WTO: diverse views fuel bleak prospect for outcomes


  • The World Trade Organisation’s (WTO) Buenos Aires meeting commenced amid concerns on support for anti-globalisation, protectionism and bilateralism.
  • A vast majority of the 164 WTO member nations — led by India, China and South Africa — are, therefore, learnt to be demanding that the final declaration of the WTO’s highest decision-making body reaffirms commitment to multilateralism and rules-based trading system as well as negotiations with development agenda at the centre.

‘No new issues’:

  • The Doha Round had begun in Doha in 2001 with the ‘development agenda’ — to improve trading prospects of developing nations — at the heart of the talks. However, countries, mostly from the developed world, want what they call the ‘21st century trade issues’ — such as e-commerce, investment facilitation, matters relating to small firms and gender equality — to be discussed for rule-making to enhance the relevance of the WTO.
  • India, and several countries mainly from the developing world, are against introduction of such ‘new issues’ into the Doha Round, saying it is important to first resolve outstanding issues such as the ones relating to food security and protection of poor farmers before taking up new topics.

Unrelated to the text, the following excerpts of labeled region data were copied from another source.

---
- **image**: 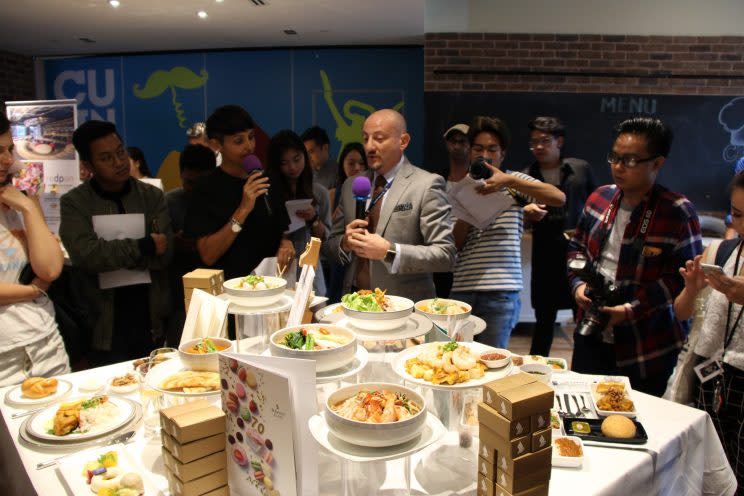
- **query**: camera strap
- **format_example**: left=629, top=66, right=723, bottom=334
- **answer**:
left=595, top=186, right=658, bottom=266
left=721, top=242, right=744, bottom=352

Special Safeguard Mechanism:

  • Owing to persistent differences, barring a broad agreement on permanent solution to the issue of public stockholding for food security purposes, it is likely to be decided that issues such as ‘Special Safeguard Mechanism’ (SSM, which will allow developing nations to temporarily increase tariffs to counter import surges or price declines, and in turn protect poor farmers), ‘limiting harmful fisheries subsidies’, ‘possible negotiations on e-commerce’, as well as ‘services trade facilitation’ (including easing rules regarding movement of professionals and skilled workers across borders for temporary work or projects) will be addressed through separate ‘work programme(s)’ post Buenos Aires.

U.S. efforts questioned:

  • On the Dispute Settlement Mechanism (DSM), an overwhelming majority of the WTO members have questioned efforts by the U.S. to block the appointment of judges to the appellate body — a move that they say would undermine the DSM.
  • The DSM, according to the WTO, is “recognised as a fundamental pillar of the organisation” and “enjoys wide support and confidence among the membership, which values it as a fair, effective and efficient mechanism to solve trade problems.”
  • The sources also said India’s joint proposal with China — asking the developed nations to eliminate the most trade-distorting form of farm subsidies, known in WTO jargon as Aggregate Measurement of Support (AMS) — has the backing of about 120 WTO members including from Africa.
  • “Developed countries have more than 90% of global AMS entitlements amounting to nearly $160 billion. Most developing countries, including India and China, do not have AMS entitlements,” according to an earlier statement from the Indian government.

No onerous conditions’:

  • On the ‘permanent solution’ to public stockholding for food security purposes, India’s demand has the support of 120-odd nations, the sources added.
  • India had made it clear that it would not accept a ‘permanent solution’ with onerous conditions that in turn make it tough for the [Indian] government or other developing countries as well to meet the food security needs of their people.
  • On agricultural issues including the ‘permanent solution’ and SSM, India is working with G-33 (a group of 47 nations). The G-33 which held a meeting on December 9 to ensure that solidarity is maintained on these matters.
  • To get wide support on India’s interests, commerce minister Suresh Prabhu also met with the South Centre, an intergovernmental organisation of developing nations.